The Ministry of Economy (the “Ministry”) has submitted a draft Bill on the Act on Screening of Foreign Investment (the “Bill”).

The Bill creates a framework for the:

  • mandatory and voluntary screening of direct and indirect investment to the Slovak Republic regardless of its form (share, asset or business deal, merger, joint venture, incorporation of Slovak seated vehicle, providing financing) and governing law;
  • screening of foreign investment, cooperation between Slovak authorities and EU member states in the process of foreign investment screening;
  • decision making on the screened foreign investment;
  • revision of a conditioned approval;
  • judicial review of certain delivered decisions; and
  • inspection, administrative offences, fines and penalties.

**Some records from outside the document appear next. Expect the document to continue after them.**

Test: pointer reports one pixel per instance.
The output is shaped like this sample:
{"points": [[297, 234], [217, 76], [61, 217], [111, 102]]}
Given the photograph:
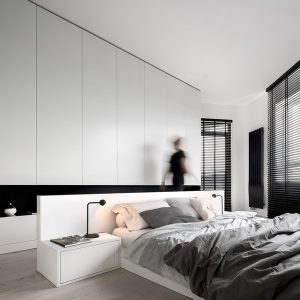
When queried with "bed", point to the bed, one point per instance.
{"points": [[143, 251], [276, 243]]}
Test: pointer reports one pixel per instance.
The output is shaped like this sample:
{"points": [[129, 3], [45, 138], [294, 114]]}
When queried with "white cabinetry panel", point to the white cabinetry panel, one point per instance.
{"points": [[59, 101], [176, 108], [17, 93], [94, 259], [130, 119], [99, 111], [193, 134], [155, 124]]}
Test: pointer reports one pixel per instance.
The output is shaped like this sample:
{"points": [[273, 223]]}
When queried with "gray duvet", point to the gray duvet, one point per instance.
{"points": [[260, 261], [151, 247]]}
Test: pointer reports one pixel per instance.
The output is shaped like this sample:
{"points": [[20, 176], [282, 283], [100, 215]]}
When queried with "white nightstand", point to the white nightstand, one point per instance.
{"points": [[66, 265]]}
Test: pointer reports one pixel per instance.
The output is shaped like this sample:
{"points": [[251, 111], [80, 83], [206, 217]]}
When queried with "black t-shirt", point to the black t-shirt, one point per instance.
{"points": [[175, 168]]}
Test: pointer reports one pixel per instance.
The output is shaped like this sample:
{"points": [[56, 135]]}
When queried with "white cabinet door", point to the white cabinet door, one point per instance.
{"points": [[176, 108], [99, 111], [59, 101], [88, 260], [155, 124], [130, 119], [17, 93], [193, 134]]}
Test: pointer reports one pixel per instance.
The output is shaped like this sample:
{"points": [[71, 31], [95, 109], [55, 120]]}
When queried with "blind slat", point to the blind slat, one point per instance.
{"points": [[216, 157], [284, 146]]}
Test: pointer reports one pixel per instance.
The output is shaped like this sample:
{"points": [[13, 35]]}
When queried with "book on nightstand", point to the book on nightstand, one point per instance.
{"points": [[69, 241]]}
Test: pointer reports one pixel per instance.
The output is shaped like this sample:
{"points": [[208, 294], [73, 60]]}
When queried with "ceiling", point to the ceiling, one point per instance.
{"points": [[231, 50]]}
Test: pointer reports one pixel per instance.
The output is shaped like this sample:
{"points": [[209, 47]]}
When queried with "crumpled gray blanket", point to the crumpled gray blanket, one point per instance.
{"points": [[150, 248], [255, 262]]}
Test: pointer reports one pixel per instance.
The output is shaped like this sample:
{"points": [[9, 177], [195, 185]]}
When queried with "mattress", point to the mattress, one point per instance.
{"points": [[128, 237]]}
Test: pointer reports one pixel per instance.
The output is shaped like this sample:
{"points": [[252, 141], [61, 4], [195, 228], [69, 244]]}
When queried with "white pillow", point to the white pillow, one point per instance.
{"points": [[120, 220], [184, 205], [131, 217], [204, 207], [148, 205]]}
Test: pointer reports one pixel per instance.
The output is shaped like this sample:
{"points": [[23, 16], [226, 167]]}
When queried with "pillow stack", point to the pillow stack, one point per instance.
{"points": [[128, 215]]}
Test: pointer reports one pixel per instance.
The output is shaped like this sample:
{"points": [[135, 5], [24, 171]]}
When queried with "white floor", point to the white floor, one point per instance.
{"points": [[19, 280]]}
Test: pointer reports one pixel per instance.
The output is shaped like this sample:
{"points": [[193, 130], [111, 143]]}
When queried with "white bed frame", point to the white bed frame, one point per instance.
{"points": [[65, 215]]}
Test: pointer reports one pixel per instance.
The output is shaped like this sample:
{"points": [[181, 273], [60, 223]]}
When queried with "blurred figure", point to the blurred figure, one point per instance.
{"points": [[177, 167]]}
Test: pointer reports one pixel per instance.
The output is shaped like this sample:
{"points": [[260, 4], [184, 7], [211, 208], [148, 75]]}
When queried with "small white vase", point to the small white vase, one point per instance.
{"points": [[10, 210]]}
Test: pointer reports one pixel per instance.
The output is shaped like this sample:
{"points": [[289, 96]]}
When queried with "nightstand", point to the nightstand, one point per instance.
{"points": [[66, 265]]}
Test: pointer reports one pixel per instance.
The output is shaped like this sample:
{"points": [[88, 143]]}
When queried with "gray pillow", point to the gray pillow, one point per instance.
{"points": [[184, 205], [164, 216]]}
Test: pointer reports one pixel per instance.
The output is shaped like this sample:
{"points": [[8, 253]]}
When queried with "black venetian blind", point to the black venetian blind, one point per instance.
{"points": [[216, 157], [284, 144]]}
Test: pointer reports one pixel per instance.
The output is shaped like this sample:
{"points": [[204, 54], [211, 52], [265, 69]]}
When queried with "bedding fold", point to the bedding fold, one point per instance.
{"points": [[252, 262]]}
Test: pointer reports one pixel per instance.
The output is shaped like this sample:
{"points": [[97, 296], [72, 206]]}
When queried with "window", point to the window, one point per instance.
{"points": [[284, 144], [216, 157]]}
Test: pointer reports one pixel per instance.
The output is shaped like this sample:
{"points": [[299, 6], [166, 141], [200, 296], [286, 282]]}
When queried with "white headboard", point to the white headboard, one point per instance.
{"points": [[66, 214]]}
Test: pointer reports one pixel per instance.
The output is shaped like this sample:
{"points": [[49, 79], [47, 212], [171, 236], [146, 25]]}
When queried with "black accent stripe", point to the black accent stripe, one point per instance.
{"points": [[24, 197]]}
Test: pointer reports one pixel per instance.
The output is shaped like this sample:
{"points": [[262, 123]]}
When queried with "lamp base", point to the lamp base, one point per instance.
{"points": [[91, 235]]}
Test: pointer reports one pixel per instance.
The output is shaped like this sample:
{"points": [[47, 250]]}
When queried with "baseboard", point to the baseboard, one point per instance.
{"points": [[17, 247]]}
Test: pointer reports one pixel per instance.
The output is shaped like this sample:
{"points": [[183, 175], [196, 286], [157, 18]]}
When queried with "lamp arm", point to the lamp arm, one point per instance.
{"points": [[87, 216]]}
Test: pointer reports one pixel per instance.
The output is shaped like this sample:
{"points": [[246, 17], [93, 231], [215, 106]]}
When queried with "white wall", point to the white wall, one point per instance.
{"points": [[256, 116], [86, 116], [236, 114]]}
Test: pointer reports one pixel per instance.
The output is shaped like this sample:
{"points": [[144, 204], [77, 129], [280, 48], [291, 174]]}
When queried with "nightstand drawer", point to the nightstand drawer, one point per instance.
{"points": [[88, 260]]}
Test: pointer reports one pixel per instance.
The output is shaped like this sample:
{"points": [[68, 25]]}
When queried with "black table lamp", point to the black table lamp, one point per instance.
{"points": [[215, 196], [91, 235]]}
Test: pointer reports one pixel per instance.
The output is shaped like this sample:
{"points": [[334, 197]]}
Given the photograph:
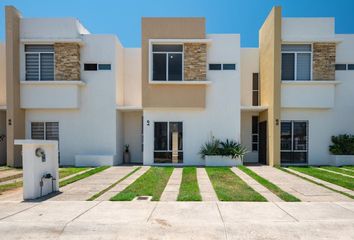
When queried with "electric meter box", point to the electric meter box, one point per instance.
{"points": [[40, 167]]}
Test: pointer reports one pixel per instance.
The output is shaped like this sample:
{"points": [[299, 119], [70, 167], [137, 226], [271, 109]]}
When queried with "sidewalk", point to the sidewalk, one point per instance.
{"points": [[176, 220]]}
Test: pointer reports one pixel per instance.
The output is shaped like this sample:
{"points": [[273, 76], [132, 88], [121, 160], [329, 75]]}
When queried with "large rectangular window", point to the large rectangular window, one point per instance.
{"points": [[167, 62], [296, 62], [39, 62], [294, 142], [168, 142]]}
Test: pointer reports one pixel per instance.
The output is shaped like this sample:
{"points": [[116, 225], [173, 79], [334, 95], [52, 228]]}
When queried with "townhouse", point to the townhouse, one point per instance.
{"points": [[283, 100]]}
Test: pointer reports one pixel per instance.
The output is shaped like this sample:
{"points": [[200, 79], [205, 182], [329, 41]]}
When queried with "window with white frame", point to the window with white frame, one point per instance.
{"points": [[296, 62], [39, 62], [45, 130], [167, 62]]}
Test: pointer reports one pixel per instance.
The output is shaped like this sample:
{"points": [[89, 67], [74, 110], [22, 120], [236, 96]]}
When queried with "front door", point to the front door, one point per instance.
{"points": [[168, 142], [294, 142], [262, 150]]}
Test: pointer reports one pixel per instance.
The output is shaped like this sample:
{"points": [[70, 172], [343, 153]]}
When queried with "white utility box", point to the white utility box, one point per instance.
{"points": [[40, 167]]}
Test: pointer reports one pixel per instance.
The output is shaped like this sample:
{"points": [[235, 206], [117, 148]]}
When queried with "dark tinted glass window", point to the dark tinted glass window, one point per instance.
{"points": [[288, 66], [174, 66], [90, 66], [341, 67], [229, 66], [159, 67], [214, 66], [167, 48], [104, 66]]}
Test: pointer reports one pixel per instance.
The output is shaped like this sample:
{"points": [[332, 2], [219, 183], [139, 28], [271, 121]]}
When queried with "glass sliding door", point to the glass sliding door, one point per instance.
{"points": [[168, 142], [294, 142]]}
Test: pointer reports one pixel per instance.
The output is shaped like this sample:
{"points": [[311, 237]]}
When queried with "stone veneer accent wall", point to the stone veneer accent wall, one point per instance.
{"points": [[195, 61], [67, 61], [324, 59]]}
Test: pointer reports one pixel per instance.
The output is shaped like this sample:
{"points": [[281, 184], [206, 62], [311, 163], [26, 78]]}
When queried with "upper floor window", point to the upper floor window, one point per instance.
{"points": [[167, 61], [39, 62], [296, 62]]}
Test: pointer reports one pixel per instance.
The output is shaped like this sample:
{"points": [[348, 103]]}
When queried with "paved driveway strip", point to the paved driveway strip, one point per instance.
{"points": [[123, 184], [172, 188], [205, 187], [300, 188], [176, 220], [87, 187], [271, 197]]}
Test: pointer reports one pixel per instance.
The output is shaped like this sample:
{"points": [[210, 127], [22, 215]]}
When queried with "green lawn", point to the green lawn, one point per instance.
{"points": [[82, 176], [152, 183], [340, 170], [113, 185], [189, 189], [272, 187], [229, 187], [67, 171], [346, 182]]}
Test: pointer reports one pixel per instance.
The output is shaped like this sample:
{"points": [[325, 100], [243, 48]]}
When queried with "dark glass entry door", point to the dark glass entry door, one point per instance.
{"points": [[262, 150], [294, 142]]}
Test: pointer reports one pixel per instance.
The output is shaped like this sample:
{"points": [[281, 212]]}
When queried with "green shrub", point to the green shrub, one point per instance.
{"points": [[223, 148], [342, 145]]}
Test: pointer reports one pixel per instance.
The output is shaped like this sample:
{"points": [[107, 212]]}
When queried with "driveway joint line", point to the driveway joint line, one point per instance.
{"points": [[222, 219]]}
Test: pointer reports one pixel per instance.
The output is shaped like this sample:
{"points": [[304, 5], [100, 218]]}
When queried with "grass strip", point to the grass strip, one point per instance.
{"points": [[339, 170], [64, 172], [112, 186], [317, 183], [82, 176], [229, 187], [271, 186], [152, 183], [340, 180], [189, 189]]}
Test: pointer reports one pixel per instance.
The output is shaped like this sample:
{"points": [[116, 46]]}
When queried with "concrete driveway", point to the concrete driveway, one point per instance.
{"points": [[176, 220]]}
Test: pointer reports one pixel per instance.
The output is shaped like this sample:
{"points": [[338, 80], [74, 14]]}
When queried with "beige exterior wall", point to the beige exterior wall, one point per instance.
{"points": [[164, 95], [15, 115], [67, 61], [269, 55], [324, 60]]}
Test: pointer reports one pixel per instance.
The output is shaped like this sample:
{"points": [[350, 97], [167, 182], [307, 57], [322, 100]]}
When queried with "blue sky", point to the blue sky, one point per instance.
{"points": [[122, 17]]}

The Bill would cover foreign investment form third (non-EU) countries, and EU-seated vehicles operating under foreign control or with foreign funds. Foreign investments to non-profit organizations, foundations, universities, or sports clubs are not out of scope and can also be subject to screening.

The objective of screening is to assess whether a foreign investment has material adverse effect on the security or public order of the Slovak Republic or the European Union. In case that material adverse effect is established the Ministry can prohibit or conditionally approve the investment.

Any foreign investment to critical infrastructure will be subject to screening, including:

  • energy, security and critical infrastructure;
  • military equipment manufacturers;
  • undertakings operating in the biotechnology sector;
  • telecommunication operators and media; and
  • other undertakings listed in the Decree of the Slovak Government.

The Bill prohibits commencement of foreign investment into critical infrastructure prior to the screening and its approval. Violation of such prohibition could lead to a fine from the Ministry of Economy of up to the value of the entire investment.

The fines imposed by the Ministry go towards the State budget, however, the Bill does not address what happens to the consideration paid for a target to the seller (in case this had already been settled). Failure to get approval would not automatically mean that the investment would be cancelled. In some situations only a fine would be imposed.

The Ministry can also stop the proceeding of the foreign investment and order the investor to adopt certain measures regarding the investment, including aspects of the investment commenced prior to receiving approval, such as a forced sale of shares or assets if they were acquired before getting approval.

The Ministry has to deliver a decision on any investment within 130 days after starting the screening procedure. If no decision is delivered within this period, it will be presumed that the investment does not have a material adverse effect on the security or public order of the Slovak Republic or the European Union and it can go ahead.

The Bill provides third parties, non-related to a foreign investor or target entity or to state authorities, the opportunity to file a qualified complaint describing the material adverse effect of the foreign investment or point to specific information related to foreign investment or target company. On the basis of a qualified complaint, the Ministry can commence a screening, inspection or revision of conditioned approval of the foreign investment.

Particularly, the possibility of filing qualified complaints can potentially cause hurdles in the process of making a foreign investment and can be (mis)used by competitors. The Bill does not provide a possibility to claim any cost incurred due to the initiation of a screening from either the Ministry or the complainant. 

The Bill on the Act on Screening of Foreign Investment is now in a process of informal interdepartmental comments enabling the general public and authorities to provide comments on the Bill before it will be discussed in parliament.